Benedict XVI recently stressed these same truths again in his speech at the United Nations.

I want to mention two other things about the letter some of us may recall. The third draft of the letter received a lot of notoriety when it substituted the word “curb” for “halt” in its “recommendation on the testing, production, and deployment of new nuclear weapons systems.” The letter also concluded “that both pacifist and just war approaches are essential for reflection on war and peace in our time.” The bishops wrote, “We believe the two perspectives support and compliment each other, each preserving the other from distortion.” While appearing to weaken one position, the bishops strengthened the role of conscience in the other.


There is a great deal more that could be said about The Challenge of Peace. Things changed so rapidly in the 80s and 90s, and now since 9/11, that Bernadine stressed how we needed to use the transition to the new millennium creatively – both politically and morally - in pursuit of the values which the social tradition has taught us: peace, justice, truth, love and freedom. They are the lasting goals to which all people must commit themselves today to achieve peace now and in the future, particularly in the face of terrorism. We need to pray for peace, of course, but we must also work for peace as well.


The Challenge of Peace
is not simply a pastoral letter, but a challenge to all Americans, Catholic and non-Catholic, to act together to ensure a stabile and viable peace for everyone now and in the future. That is a moral and God given obligation for us all.

Catholic social teaching needs to be put into practice, starting with us. In a sociological study done recently entitled, American Catholics Today: New Realities of Their Faith and Their Church, the authors found that “the younger the Catholic, the less importance he or she gave to the Church’s involvement in activities directed toward social justice.” I hate to say it but I am afraid its true. I saw it recently here at a luncheon sponsored by Pax Christi Long Island, practically everyone there was retirement age and older. That’s not funny and it does not auger well for the future of world peace.


Yet the same study conducted in 2005 showed that 84% of the Catholics surveyed tied for first place on “helping the poor” and “believing in Jesus’ resurrection.” Of the twelve categories there were, these were the two Catholics saw as the most important. Somehow we seem to be more comfortable reaching out to the less fortunate on a one-to one basis than we are in social justice issues. Maybe the one is easier, but the other really offers opportunities for lasting change. At a MICAH conference this week over 200 people spelled out steps to be taken that could help end hunger for 250,000 people on Long Island. It is not simply bring food to the food pantry!

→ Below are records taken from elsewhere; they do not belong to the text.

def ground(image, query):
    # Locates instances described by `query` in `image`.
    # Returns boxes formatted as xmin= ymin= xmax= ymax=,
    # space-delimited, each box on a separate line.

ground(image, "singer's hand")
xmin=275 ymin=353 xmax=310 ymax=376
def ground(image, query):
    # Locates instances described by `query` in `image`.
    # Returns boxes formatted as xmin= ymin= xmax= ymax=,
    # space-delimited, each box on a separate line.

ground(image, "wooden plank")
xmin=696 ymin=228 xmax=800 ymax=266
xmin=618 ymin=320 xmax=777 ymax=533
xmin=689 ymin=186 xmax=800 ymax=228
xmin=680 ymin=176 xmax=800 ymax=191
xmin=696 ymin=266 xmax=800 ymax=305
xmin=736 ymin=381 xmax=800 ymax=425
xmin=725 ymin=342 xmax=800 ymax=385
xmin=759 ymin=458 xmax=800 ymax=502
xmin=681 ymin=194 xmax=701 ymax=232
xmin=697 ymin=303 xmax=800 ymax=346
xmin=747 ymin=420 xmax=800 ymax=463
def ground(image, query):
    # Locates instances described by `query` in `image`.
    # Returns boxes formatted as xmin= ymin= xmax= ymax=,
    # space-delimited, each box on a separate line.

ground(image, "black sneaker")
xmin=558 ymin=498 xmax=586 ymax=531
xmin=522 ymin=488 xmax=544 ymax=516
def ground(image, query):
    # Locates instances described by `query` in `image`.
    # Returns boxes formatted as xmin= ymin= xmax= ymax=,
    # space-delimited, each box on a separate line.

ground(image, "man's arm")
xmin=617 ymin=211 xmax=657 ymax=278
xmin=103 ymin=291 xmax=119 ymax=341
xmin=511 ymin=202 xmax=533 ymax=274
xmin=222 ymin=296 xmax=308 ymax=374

We ought to be reminded of The Challenge of Peace every time we come to Church. Right across the street there is a path that goes up the hill to the Centerport United Methodist Church, a path that children used to take to go to school. Now at the foot of the path there is a large stone dedicating it to the memory of Harry Burr and his grandson, Cpl. Christopher Scherer, a young man from our community, one of more than four thousand who lost their lives in Iraq. To me and to many of us Chris is “a hero” in Bush’s War, a war with little or no purpose, and seemingly without end.  It clearly demonstrates how absolutely important it is to put The Challenge of Peace into practice. 

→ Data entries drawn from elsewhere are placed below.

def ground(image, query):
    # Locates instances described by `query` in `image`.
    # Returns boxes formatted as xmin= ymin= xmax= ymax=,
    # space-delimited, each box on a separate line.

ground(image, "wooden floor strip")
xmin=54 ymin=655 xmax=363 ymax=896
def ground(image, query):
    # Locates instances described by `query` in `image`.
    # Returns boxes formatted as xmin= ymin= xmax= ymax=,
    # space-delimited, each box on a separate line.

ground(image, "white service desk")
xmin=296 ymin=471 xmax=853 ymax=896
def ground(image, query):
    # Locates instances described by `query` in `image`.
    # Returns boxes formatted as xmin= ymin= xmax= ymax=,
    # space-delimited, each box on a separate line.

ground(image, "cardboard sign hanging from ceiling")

It seems to me that if at one time in the history of the Church we needed a Creed to spell out what we believed, today we need another Creed to tell us how to live together peacefully in a world that is getting smaller and smaller. Catholic social teaching offers us such an explanation and The Challenge of Peace is a good place to start. We can learn from our mistakes; we did from Hiroshima and Nagasaki. We can learn too after 9/11 and the war in Iraq and Afghanistan. This is not the way to go, and no one really wants to go in this direction. No one I know anyhow! Its time we had such a Creed; this one on social justice.

Will you help me write it? No, rather, will you help me live it!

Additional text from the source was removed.